Mit feinen Glöckchen und einem Hauch von Barock verzaubert der Zimbelstern seit einigen Jahren die Zuhörer in der Stadtkirche in Wunsiedel. Dieses außergewöhnliche Effektregister hat eine lange Geschichte und verbindet auf einzigartige Weise Tradition und Moderne. Dekanatskantor Reinhold Schelter war einer der Initiatoren für den Einbau des Zimbelsterns.
Der Zimbelstern: Ein barockes Klangwunder in Wunsiedel
Der Zimbelstern ist ein Effektregister, das in der Barockzeit häufig verwendet wurde, um Psalmen wie den 150. musikalisch darzustellen. "In diesem Psalm kommen viele Instrumente wie Harfen und Zimbeln vor. Diese Vielfalt hat man damals gerne in den Orgelprospekten nachgebildet", erklärt Schelter. Die Orgel in der Wunsiedler Stadtkirche ist jedoch kein originales Barockstück.
Die Geschichte der Orgel beginnt erst 1906, nachdem die Kirche 1903 einem Brand zum Opfer fiel. Der Zimbelstern wurde bei der ersten Errichtung der Orgel noch gar nicht eingebaut. Erst viele Jahrzehnte später, im Jahr 2019, entschied sich die Gemeinde, die Orgel umfassend zu sanieren und mit einem Zimbelstern zu erweitern.

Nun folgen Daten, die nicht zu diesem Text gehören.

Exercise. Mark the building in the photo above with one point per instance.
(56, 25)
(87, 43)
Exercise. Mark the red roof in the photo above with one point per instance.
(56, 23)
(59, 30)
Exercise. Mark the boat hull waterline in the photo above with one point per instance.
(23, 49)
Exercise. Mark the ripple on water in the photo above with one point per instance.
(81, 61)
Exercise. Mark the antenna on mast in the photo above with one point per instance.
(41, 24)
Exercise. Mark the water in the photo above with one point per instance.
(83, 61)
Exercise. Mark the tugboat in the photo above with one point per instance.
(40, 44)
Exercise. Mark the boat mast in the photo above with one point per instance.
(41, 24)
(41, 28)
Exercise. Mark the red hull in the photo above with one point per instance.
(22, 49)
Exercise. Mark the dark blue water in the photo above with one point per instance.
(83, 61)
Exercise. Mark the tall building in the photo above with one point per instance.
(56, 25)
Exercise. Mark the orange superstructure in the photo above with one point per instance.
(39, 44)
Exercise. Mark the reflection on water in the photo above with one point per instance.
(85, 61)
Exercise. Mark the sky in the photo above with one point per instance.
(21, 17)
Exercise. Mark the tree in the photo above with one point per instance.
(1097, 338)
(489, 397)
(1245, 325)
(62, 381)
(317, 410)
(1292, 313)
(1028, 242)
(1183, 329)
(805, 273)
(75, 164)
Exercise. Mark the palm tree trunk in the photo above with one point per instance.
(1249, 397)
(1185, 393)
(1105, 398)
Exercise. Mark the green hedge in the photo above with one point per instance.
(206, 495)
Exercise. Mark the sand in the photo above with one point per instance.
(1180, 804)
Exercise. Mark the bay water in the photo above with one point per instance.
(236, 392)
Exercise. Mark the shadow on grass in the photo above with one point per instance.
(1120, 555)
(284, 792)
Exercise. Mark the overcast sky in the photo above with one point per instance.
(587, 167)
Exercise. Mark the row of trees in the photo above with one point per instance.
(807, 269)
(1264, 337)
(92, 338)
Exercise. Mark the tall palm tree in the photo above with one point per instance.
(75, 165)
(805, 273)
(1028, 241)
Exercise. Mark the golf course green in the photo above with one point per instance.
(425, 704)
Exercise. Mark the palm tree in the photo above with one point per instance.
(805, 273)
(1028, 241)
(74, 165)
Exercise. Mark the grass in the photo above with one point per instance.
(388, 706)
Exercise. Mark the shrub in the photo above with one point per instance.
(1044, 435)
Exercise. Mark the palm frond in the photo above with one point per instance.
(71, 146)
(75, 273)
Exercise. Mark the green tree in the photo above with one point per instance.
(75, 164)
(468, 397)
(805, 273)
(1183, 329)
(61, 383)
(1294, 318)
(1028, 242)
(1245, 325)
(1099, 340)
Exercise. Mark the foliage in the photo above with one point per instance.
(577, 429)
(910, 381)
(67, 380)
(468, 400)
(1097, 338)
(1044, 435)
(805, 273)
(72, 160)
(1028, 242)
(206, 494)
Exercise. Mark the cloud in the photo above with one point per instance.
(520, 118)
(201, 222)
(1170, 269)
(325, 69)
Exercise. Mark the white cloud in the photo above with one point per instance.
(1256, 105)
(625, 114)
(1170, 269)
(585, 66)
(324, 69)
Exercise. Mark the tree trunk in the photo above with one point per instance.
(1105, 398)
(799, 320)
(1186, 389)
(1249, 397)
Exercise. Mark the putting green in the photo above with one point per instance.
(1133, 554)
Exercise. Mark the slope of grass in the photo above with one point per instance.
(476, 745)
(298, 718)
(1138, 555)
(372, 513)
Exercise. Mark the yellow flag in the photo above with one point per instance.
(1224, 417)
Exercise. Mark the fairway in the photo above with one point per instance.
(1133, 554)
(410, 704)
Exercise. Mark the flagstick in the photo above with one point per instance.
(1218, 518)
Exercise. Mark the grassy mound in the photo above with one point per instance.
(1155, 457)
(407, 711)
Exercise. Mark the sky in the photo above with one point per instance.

"Wir dachten, dass ein Zimbelstern wunderbar zur Orgel und zur Kirchenarchitektur passt. So haben wir ihn unter dem Engel angebracht, der die Orgel ziert", erzählt Schelter.
"O du fröhliche": Ein Lied mit tiefen Wurzeln in Wunsiedel
Die Wiedereinweihung der Orgel an Pfingsten 2019 feierte die Gemeinde mit einem festlichen Gottesdienst – und einem musikalischen Novum. Reinhold Schelter stieß bei den Vorbereitungen auf eine selten gesungene Originalversion des beliebten Weihnachtslieds "O du fröhliche".
"Wenige wissen, dass das Lied von Johann Daniel Falk ursprünglich ein Drei-Feiertagslied war, mit Strophen für Weihnachten, Ostern und Pfingsten. Zur Einweihung haben wir die Pfingststrophe gesungen: ›Christus, unser Meister, heiligt die Geister‹", berichtet Schelter. Die Entscheidung, dieses Lied an Pfingsten zu singen, habe bei einigen für Verwunderung gesorgt, sei aber im Lauf der Jahre zum festen Bestandteil der Festgottesdienste an Pfingsten und Ostern geworden.
Der Komponist Johann Daniel Falk war ein Weimarer Privatgelehrter und Gründer eines "Rettungshauses für verwahrloste Kinder"
Das Weihnachtslied, wie es heute bekannt ist, hat jedoch seinen Ursprung im oberfränkischen Wunsiedel. Heinrich Holzschuher hospitierte 1823 für zwei Monate bei Falk, der sein großes Vorbild wurde, und lernte auch dessen musikalisches Schaffen kennen. Der Wunsiedler ergänzte das Lied um die zwei Strophen, die heute hauptsächlich gesungen werden. Holzschuher, der in der Breiten Gasse in Wunsiedel geboren wurde und selbst eine schwierige Kindheit durchleben musste, setzte sich ebenso wie Falk für Waisenkinder ein.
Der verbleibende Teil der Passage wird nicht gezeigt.